Évocation

 

 

Serait-ce toi, Seigneur, qui passes dans le soir ?

Sur la brume du lac, est-ce ta silhouette ?

Le sapin se balance ainsi qu’un encensoir

À tes pieds et tu viens, penché sur ta houlette

 

Tu souris en frôlant notre agile canot,

Frère des lourds bateaux qui servirent ta route,

Peut-être entendrons-nous, dans la chanson du flot,

Le cri de ton apôtre assailli par le doute !

 

Notre appel est le même : « Ô Seigneur, sauve-nous

Des périls, des laideurs, de l’orgueil, de l’envie !

Au pays canadien, que l’écho des bois roux

Redise, plein de foi, tes paroles de vie ! »

 

Tu traverses le camp écrasé sous la nuit...
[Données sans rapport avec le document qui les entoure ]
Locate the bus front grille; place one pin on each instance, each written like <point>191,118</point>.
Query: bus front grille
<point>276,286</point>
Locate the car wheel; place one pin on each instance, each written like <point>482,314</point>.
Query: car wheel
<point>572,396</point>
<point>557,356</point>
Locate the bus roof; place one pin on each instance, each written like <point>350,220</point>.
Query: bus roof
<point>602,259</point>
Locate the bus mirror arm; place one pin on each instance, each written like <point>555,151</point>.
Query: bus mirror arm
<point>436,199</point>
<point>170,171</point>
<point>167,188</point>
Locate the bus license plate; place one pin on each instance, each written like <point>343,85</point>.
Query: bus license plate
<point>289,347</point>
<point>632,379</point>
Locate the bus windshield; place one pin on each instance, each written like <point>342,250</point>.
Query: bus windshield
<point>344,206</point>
Une clarté combat l’ombre dans chaque tente ;

Notre angoisse te joint et notre amour te suit,

Tu le sais bien, c’est toi que voulait notre attente !

 

Un vieux tronc va mourir pour le feu rituel,

Prends place en notre cercle, ô doux Roi de nos êtres,

Marthe jadis t’offrit l’eau, le pain, et le sel,

Voici notre foyer, nos cœurs où tu pénètres !

 

Prends part à notre joie, à nos chants familiers,

Scandés par les tisons jetant leurs étincelles ;

Les astres, dans l’azur, assemblés par milliers,

De ton nimbe éclatant nous semblent des parcelles !

 

Un silence fervent se pose sur nos fronts,

L’arbre en cendres s’affaisse et, lentement, expire...
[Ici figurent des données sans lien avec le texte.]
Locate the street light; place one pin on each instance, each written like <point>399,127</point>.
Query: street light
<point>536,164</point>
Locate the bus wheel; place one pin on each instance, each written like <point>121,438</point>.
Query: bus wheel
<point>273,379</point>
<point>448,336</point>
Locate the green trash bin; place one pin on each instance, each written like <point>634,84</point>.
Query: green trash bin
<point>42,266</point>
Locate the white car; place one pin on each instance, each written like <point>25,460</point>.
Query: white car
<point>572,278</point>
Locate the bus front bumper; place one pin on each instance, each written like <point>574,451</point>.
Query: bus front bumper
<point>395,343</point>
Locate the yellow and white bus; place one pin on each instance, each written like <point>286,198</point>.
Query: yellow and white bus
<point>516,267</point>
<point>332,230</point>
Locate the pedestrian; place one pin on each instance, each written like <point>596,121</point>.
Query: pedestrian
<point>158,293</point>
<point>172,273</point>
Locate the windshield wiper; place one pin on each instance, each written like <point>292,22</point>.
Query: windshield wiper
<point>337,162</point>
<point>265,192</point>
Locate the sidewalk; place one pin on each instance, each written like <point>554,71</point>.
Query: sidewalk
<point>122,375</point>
Apprends-nous à prier... parle, nous t’écoutons,

La nature se tait, nul roseau ne soupire...

 

Près de ce lac, hanté par le chevreuil craintif,

Et reflétant sans fin notre union profonde,

Reste au milieu de nous, ô divin Fugitif,

Amour et charité te gardent en ce monde !

 

Précède notre file aux tremblantes lueurs,

Et viens te reposer devant le seuil des tentes ;

Demain, nous chercherons, dédaignant toutes fleurs,

La trace de tes pas sur les herbes naissantes !

 

Nous scruterons les bois et le profond des cieux,

Croyant toujours revoir ta haute silhouette,

Nous sentirons encor ton regard sur nos yeux,

Et, suprême bonheur, ta main sur notre tête !

 

 

 

Simone PARÉ.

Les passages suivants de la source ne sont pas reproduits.